PIDIE JAYA, KOMPAS.TV - Kepala Desa Meunasah Raya, Meurah Dua, Pidie Jaya, Aceh, Abdul Halim Ishak mengungkapkan, masyarakat di daerah yang dipimpinnya ingin kembali ke rumah usai dua bulan lebih berada di pengungsian sejak bencana akhir November tahun lalu.
"Masyarakat kami yang sebenarnya sangat bosan sudah di tempat pengungsian, ingin sekali kembali ke rumah, tetapi karena kondisi masih tertimbun sampai sekarang masih belum bisa kembali ke rumah," ujarnya di Pidie Jaya, Selasa (17/2/2026), dipantau dari program Kompas Malam KompasTV.
Oleh karena itu, ia meminta bantuan dari pemerintah, terutama berupa alat berat untuk membantu normalisasi sungai dan desa.
"Karena kemarin kalau nggak salah, dua hari yang lalu sudah naik banjir lagi, akibat banjir di sungai langsung naik ke tempat desa kami," ungkapnya.
Jelang Ramadan pada pertengahan Februari tahun ini, masyarakat di daerahnya menyambut datangnya bulan Ramadan di pengungsian.
Sampai saat ini masih ada kurang lebih 500 jiwa yang mengungsi.
"Kalau masyarakat kita ini walaupun dalam keadaan seperti ini, tetapi masih sangat bersemangat untuk menyambut bulan suci Ramadan walaupun mereka di dalam tempat pengungsian," ungkapnya.
Abdul mengungkapkan, masyarakat tetap melakukan sejumlah persiapan dalam menyambut bulan Ramadan tahun ini.
"Kami sudah mempersiapkan, semacam kemarin itu setiap ada donasi-donasi, selalu kami bilang, kebutuhan untuk menjelang bulan suci Ramadan adalah kompor gas. Alhamdulillah sudah tercover untuk masyarakat kita, tetapi banyak yang kurang masih tabung gas," jelasnya.
Untuk kebutuhan pangan, Abdul mengatakan cukup.
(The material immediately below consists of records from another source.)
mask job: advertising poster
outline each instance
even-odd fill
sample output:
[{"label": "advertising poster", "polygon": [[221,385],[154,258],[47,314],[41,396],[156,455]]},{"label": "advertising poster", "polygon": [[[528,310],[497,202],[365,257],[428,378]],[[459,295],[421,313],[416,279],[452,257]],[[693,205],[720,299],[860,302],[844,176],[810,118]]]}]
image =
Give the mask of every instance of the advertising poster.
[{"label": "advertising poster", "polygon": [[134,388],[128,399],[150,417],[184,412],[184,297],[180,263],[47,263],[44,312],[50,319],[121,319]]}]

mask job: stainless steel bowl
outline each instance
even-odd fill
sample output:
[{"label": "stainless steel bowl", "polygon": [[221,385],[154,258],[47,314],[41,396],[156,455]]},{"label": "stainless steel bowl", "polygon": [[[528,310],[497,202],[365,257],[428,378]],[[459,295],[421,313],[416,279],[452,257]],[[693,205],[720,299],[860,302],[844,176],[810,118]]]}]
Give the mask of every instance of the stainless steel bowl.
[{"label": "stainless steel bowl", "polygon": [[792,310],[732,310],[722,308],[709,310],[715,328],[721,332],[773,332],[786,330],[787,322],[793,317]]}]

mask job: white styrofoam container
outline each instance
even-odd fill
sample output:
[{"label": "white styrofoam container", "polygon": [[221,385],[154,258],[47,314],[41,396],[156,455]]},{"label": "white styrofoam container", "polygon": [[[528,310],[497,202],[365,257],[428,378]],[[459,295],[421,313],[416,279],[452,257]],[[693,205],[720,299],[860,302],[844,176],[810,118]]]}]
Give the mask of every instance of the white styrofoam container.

Setiap ada donasi yang masuk ke tempat tersebut akan disimpan di gudang logistik, kemudian akan didistribusikan kepada masyarakat di pengungsian sesuai kebutuhan.
Kemudian untuk tradisi yang selalu dilakukan masyarakat Aceh kala Ramadan yakni meugang, Abdul mengatakan masyarakat tetap akan melakukannya.
Menurut informasi dari laman Dinas Kebudayaan dan Pariwisata Aceh, meugang merupakan tradisi memotong hewan (lembu atau kerbau).
Kemudian memasak dan menikmatinya bersama keluarga, kerabat dan yatim piatu oleh masyarakat Aceh.
Tradisi ini dilaksanakan setahun tiga kali, yakni Ramadhan, Iduladha, dan Idulfitri.
"Dalam hal ini saya sangat berterima kasih kepada Bapak Prabowo Subianto dan kepada ibu menteri Seruni Merah Putih yang kemarin sudah hadir ke tempat kita dan sudah memberikan bantuan untuk 1 ekor lembu dan ditambah dana daripada Bapak Prabowo Subianto dan sudah kami beli lembu 3 ekor," katanya.